Kuşkonar köyü, Mart 1994. Kürtçe ağıtlar eşliğinde inip kalkıyor kazmalar.
Bir yanda geriye kalanlar paramparça olmuş evlerinden artakalan eşyalarını derleyip topluyor, diğer yanda derin bir çukur kazılıyor.
O çukura, birazdan ziyaret edilecekleri ayrı bir mezarları bile olmayan 25 parçalanmış ceset konulacak.
O sırada Ankara’da; Başbakanlık koltuğunda Tansu Çiller, Yardımcısı Erdal İnönü, İçişleri Bakanı Nahit Menteşe.
Genelkurmay Başkanı Doğan Güreş, Hava Kuvvetleri Komutanı Halis Burhan.
Bombalanmış köylerin bile konuşulamadığı bir iklimde, sorumlu koltuklardalar.

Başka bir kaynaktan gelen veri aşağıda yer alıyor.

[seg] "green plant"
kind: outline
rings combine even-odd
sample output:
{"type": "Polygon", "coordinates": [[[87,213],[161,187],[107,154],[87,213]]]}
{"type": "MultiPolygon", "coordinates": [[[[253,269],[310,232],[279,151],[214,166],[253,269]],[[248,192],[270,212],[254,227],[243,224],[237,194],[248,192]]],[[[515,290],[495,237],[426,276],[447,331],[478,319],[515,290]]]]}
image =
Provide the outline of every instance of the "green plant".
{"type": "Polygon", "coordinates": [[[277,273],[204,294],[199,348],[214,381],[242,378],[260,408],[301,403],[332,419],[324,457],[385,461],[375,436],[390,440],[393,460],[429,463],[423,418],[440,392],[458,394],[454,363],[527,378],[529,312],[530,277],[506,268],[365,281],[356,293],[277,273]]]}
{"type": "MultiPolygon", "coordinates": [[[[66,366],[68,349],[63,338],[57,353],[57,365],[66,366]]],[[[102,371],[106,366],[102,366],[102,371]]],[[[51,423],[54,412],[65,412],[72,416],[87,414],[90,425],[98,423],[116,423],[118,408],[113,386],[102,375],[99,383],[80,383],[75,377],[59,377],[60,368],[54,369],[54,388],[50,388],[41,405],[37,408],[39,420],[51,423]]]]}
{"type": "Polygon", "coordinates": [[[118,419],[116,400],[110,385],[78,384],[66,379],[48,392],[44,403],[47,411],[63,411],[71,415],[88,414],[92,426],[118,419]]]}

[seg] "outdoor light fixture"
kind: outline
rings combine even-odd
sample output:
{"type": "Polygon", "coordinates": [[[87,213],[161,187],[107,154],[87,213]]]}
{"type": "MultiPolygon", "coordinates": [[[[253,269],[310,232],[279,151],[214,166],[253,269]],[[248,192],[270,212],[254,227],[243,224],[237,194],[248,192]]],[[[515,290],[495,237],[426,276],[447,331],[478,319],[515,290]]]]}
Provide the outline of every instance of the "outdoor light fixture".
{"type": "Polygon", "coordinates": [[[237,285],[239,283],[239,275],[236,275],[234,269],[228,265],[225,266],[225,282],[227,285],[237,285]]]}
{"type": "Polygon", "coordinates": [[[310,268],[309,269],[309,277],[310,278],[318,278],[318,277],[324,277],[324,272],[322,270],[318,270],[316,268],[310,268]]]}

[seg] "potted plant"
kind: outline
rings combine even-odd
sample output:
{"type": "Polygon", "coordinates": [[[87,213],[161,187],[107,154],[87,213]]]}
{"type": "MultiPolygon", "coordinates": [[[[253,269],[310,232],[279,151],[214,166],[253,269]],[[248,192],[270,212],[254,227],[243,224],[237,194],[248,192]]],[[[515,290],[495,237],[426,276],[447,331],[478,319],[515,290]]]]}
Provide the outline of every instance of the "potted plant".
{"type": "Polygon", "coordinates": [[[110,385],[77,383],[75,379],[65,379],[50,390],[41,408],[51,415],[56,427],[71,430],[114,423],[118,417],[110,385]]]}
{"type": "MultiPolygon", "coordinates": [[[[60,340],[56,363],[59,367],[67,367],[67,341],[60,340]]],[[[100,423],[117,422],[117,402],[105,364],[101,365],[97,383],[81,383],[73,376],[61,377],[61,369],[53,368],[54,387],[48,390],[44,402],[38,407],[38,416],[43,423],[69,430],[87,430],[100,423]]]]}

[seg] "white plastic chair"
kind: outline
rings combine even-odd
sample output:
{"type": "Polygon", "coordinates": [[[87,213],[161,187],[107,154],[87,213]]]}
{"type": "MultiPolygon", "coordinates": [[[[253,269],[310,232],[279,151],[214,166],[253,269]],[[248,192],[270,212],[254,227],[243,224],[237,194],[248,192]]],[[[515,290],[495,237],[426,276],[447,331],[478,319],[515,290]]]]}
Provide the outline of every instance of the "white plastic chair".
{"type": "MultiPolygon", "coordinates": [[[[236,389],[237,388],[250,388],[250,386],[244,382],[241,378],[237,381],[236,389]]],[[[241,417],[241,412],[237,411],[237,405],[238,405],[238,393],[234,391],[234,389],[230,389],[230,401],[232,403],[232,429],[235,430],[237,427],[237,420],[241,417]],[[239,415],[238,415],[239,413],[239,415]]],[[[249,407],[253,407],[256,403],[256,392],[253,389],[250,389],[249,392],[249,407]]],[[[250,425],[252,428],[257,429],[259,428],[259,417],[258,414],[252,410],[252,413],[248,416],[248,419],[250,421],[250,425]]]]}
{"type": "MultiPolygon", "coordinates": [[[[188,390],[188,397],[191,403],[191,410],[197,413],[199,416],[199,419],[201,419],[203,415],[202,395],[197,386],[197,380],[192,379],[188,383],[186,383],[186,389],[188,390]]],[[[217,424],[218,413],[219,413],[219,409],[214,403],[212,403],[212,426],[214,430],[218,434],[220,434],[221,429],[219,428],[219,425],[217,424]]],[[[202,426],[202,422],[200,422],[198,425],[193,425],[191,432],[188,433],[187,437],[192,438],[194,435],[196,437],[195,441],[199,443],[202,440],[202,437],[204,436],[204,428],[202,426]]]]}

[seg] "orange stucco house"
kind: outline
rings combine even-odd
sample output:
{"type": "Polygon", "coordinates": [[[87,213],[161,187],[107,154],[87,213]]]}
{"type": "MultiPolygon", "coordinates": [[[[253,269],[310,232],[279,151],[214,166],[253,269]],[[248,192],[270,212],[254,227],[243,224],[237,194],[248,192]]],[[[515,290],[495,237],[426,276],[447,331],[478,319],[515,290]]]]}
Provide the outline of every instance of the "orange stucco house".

Güneşin doğmadığı 90’lı yıllar.
Ne de olsa terörle mücadelede devletin “elinin rahat bırakıldığı”, faili meçhullerin, çatışmaların günlük yaşamın değişmezi olduğu zamanlar.
Ya gidersiniz ya da...
Gabar, çatışmalı Türkiye tarihinin simgeleşmiş alanlarından.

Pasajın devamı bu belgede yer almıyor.